The finished nitrogen-sintered briquettes are packaged for delivery to customers. The ammonium sulfate raw solution generated during nickel reduction is led to a precipitation unit for purification, where the small amount of nickel remaining in the solution is separated and returned to the process. After precipitation, the ammonium sulfate solution, purified from nickel, is crystallized and dried into a product for sale as a fertilizer.
ELECTROLYSIS
The purpose of electrolysis is to produce cathode nickel electrolytically. The production is carried out using the electrowinning method, in which direct current is fed through an insoluble lead anode into the electrolyte and further to the Ni cathode, to which nickel is transferred from the nickel solution by means of an electric current.
The Ni cathode is placed inside a diaphragm bag, where the nickel solution prepared in the dissolution plant and purified in the extraction plants, i.e. catholyte solution, is fed.
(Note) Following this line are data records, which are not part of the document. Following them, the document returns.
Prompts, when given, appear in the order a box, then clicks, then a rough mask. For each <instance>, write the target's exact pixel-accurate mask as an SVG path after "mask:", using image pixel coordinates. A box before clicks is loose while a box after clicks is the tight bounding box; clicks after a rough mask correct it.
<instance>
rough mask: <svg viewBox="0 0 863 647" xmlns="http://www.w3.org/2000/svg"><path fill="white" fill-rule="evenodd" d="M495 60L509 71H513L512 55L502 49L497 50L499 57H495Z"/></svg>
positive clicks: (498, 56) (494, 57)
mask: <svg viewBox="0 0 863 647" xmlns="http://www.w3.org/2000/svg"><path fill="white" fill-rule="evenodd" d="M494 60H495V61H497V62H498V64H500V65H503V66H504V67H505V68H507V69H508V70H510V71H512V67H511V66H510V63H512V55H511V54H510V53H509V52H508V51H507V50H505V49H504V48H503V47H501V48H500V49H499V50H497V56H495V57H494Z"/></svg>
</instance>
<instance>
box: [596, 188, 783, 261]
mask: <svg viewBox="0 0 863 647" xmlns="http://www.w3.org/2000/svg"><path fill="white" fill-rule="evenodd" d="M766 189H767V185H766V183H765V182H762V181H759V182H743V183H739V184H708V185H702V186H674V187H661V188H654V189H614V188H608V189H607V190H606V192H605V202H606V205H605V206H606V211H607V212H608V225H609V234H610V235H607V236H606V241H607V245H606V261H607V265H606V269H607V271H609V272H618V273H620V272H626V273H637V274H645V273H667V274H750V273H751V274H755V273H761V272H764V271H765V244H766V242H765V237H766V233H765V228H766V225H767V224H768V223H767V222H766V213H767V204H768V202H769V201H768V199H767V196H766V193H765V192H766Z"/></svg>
In the electrolysis process, Ni ions are reduced from the solution to the surface of the cathode by means of an electric current. The circulation or growth time of the cathodes in the electrolysis tanks is approximately seven days. The amount of reduced nickel depends on the current, current efficiency and the number of tanks in the circuit. The cutting plant carries out the cutting, packaging and loading of the cathode nickel.
CHEMICAL FACTORY
The chemical plant produces inorganic salts: sulfates, hydroxycarbonates and hydroxides from the highly pure nickel sulfate solution obtained from the extraction. The department has its own production lines for nickel sulfate, nickel hydroxycarbonate and nickel hydroxide. In addition to nickel products, the chemical plant crystallizes cobalt sulfate crystals from the purified cobalt sulfate solution.
Ni-Sulphate lines produce STD (standard) and EN (electroless nickel) quality nickel sulphate crystals. Hydroxycarbonate lines produce so-called dry, paste and granule products. The hydroxide line produces STD and HD quality hydroxide.
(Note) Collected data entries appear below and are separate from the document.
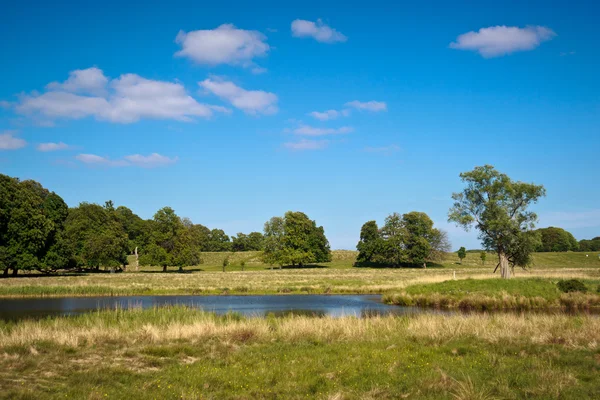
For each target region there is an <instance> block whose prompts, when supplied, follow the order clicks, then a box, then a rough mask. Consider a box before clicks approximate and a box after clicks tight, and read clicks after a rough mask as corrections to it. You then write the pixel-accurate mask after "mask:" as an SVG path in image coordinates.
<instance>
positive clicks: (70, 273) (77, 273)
mask: <svg viewBox="0 0 600 400" xmlns="http://www.w3.org/2000/svg"><path fill="white" fill-rule="evenodd" d="M94 273H97V272H94ZM87 275H90V272H58V273H49V274H44V273H42V272H31V273H27V274H19V275H12V274H9V275H0V279H19V278H55V277H57V276H87Z"/></svg>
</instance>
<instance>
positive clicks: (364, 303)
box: [0, 295, 431, 321]
mask: <svg viewBox="0 0 600 400" xmlns="http://www.w3.org/2000/svg"><path fill="white" fill-rule="evenodd" d="M170 305H184V306H189V307H197V308H201V309H203V310H205V311H210V312H215V313H217V314H225V313H228V312H236V313H240V314H243V315H246V316H265V315H267V314H271V313H272V314H275V315H277V316H281V315H286V314H295V315H300V314H302V315H314V316H332V317H341V316H346V315H353V316H358V317H365V316H372V315H388V314H395V315H399V314H410V313H416V312H427V311H425V310H419V309H417V308H408V307H398V306H390V305H387V304H383V303H382V302H381V296H379V295H285V296H115V297H54V298H28V299H0V320H5V321H6V320H19V319H24V318H43V317H47V316H59V315H77V314H82V313H86V312H90V311H96V310H102V309H115V308H121V309H127V308H152V307H162V306H170ZM429 312H431V310H430V311H429Z"/></svg>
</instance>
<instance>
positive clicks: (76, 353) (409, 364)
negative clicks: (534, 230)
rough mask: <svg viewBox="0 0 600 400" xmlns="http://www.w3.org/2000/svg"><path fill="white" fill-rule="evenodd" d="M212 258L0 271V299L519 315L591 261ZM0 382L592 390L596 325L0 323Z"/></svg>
mask: <svg viewBox="0 0 600 400" xmlns="http://www.w3.org/2000/svg"><path fill="white" fill-rule="evenodd" d="M224 256H225V255H224V254H223V253H206V254H205V255H204V257H203V258H204V264H202V265H200V266H198V267H193V268H190V269H189V270H188V271H187V272H186V273H178V272H177V271H175V270H173V271H170V272H168V273H162V272H161V271H160V270H159V269H158V268H146V267H143V268H140V271H137V272H136V271H135V270H134V269H133V268H130V269H129V271H127V272H124V273H119V274H114V273H94V274H83V275H64V276H50V277H42V276H27V275H23V276H20V277H17V278H7V279H0V296H59V295H98V294H101V295H117V294H180V293H181V294H184V293H185V294H225V293H238V294H251V293H256V294H262V293H279V294H286V293H303V294H308V293H383V294H385V297H386V299H387V300H388V301H389V302H391V303H396V304H409V303H407V300H406V299H409V298H410V299H411V300H410V301H411V303H410V304H419V305H425V306H436V307H440V306H447V307H461V306H460V304H461V302H464V301H465V299H468V300H472V299H476V300H477V301H478V302H475V301H472V302H471V303H470V305H471V306H472V307H471V308H479V309H482V308H483V309H498V308H510V307H506V304H517V305H519V307H513V308H515V309H520V310H527V309H531V308H535V307H534V306H539V305H544V307H545V306H547V305H548V304H551V303H552V304H554V303H556V302H558V303H559V305H560V304H563V303H561V302H564V301H567V300H569V299H570V301H571V303H570V304H572V305H573V304H575V305H578V306H582V305H584V304H588V305H589V304H590V302H593V301H596V300H598V301H600V295H598V294H596V293H595V292H594V291H595V288H596V287H597V286H598V284H600V262H599V261H598V260H597V259H595V258H592V257H591V256H590V257H585V254H581V253H559V254H536V255H535V265H534V266H533V267H532V269H531V270H529V271H520V270H517V271H516V276H517V278H516V279H512V280H510V281H504V280H501V279H498V277H497V276H494V275H493V274H492V270H493V268H494V265H495V264H494V263H493V262H491V261H489V260H491V259H492V258H493V256H491V255H490V256H489V257H488V262H487V263H486V265H481V261H480V259H479V254H477V253H469V254H468V257H467V259H465V260H464V262H463V264H459V263H458V261H459V260H458V258H457V257H456V255H455V254H450V255H448V256H447V258H446V259H445V260H444V261H443V262H442V263H440V264H438V265H430V266H429V267H428V268H427V269H421V268H406V269H393V268H382V269H372V268H352V264H353V261H354V257H355V256H356V253H355V252H335V253H334V260H333V261H332V262H331V263H327V264H323V265H318V266H311V267H310V268H302V269H300V268H296V269H293V268H284V269H281V270H280V269H274V270H271V269H270V267H269V266H267V265H264V264H262V263H261V262H260V257H259V256H260V254H259V253H256V252H249V253H240V254H234V255H230V262H231V265H230V266H229V267H228V268H227V270H226V272H225V273H223V272H222V271H221V268H222V260H223V258H224ZM242 260H244V262H245V267H244V269H245V270H244V271H241V265H240V262H241V261H242ZM565 278H579V279H582V280H583V281H584V282H585V283H586V285H587V287H588V289H589V291H588V293H587V294H585V295H580V294H566V295H565V294H561V293H560V292H559V291H558V290H557V288H556V282H558V281H559V280H560V279H565ZM582 296H583V297H582ZM594 296H596V297H594ZM419 298H421V299H426V300H423V304H420V303H419V302H418V301H415V299H419ZM399 299H403V300H402V301H404V302H405V303H402V302H401V301H400V300H399ZM431 299H434V300H431ZM444 299H445V300H444ZM481 299H484V300H485V301H482V300H481ZM490 299H491V300H490ZM523 299H525V300H523ZM565 299H566V300H565ZM590 299H592V300H590ZM593 299H596V300H593ZM453 302H454V303H453ZM544 302H545V303H544ZM585 302H587V303H585ZM481 304H484V305H485V306H484V307H482V306H481ZM498 304H500V305H501V307H500V306H498ZM524 304H527V306H524ZM473 305H478V306H477V307H475V306H473ZM461 308H462V307H461ZM466 308H469V307H466ZM584 308H585V307H584ZM0 389H1V390H0V398H6V399H59V398H60V399H65V398H70V399H251V398H252V399H253V398H260V399H283V398H285V399H288V398H290V399H313V398H314V399H327V400H342V399H402V398H408V399H459V400H463V399H464V400H466V399H521V398H539V399H554V398H555V399H559V398H560V399H586V398H590V399H591V398H600V318H598V317H597V316H594V315H587V314H577V315H568V314H556V313H554V314H537V313H536V314H526V313H521V314H517V313H513V314H511V313H502V314H481V313H480V314H453V313H451V314H439V313H437V314H436V313H433V314H420V315H413V316H406V317H397V316H396V317H394V316H389V317H373V318H365V319H356V318H352V317H344V318H337V319H336V318H331V317H321V318H319V317H301V316H288V317H282V318H274V317H273V318H271V317H267V318H262V319H261V318H243V317H241V316H239V315H226V316H215V315H213V314H209V313H205V312H202V311H200V310H196V309H188V308H184V307H171V308H161V309H148V310H140V309H132V310H127V311H125V310H112V311H99V312H94V313H89V314H85V315H81V316H78V317H54V318H47V319H43V320H23V321H18V322H0Z"/></svg>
In the sulfate line, the solution is crystallized by evaporation in a continuous crystallization process. The crystals are dried, screened, stored in silos and packaged.
In a continuous hydroxycarbonate line, nickel is precipitated from the solution with soda. The resulting precipitate is filtered, washed, dried, stored in silos and packaged. In a hydroxide line, hydroxide is precipitated with lye. The resulting precipitate is filtered, washed and dried. Finally, the product is stored in silos and packaged. Pure cobalt sulfate crystals are produced in a crystallization process, similar to nickel sulfate, dried, screened and packaged for further delivery to customers.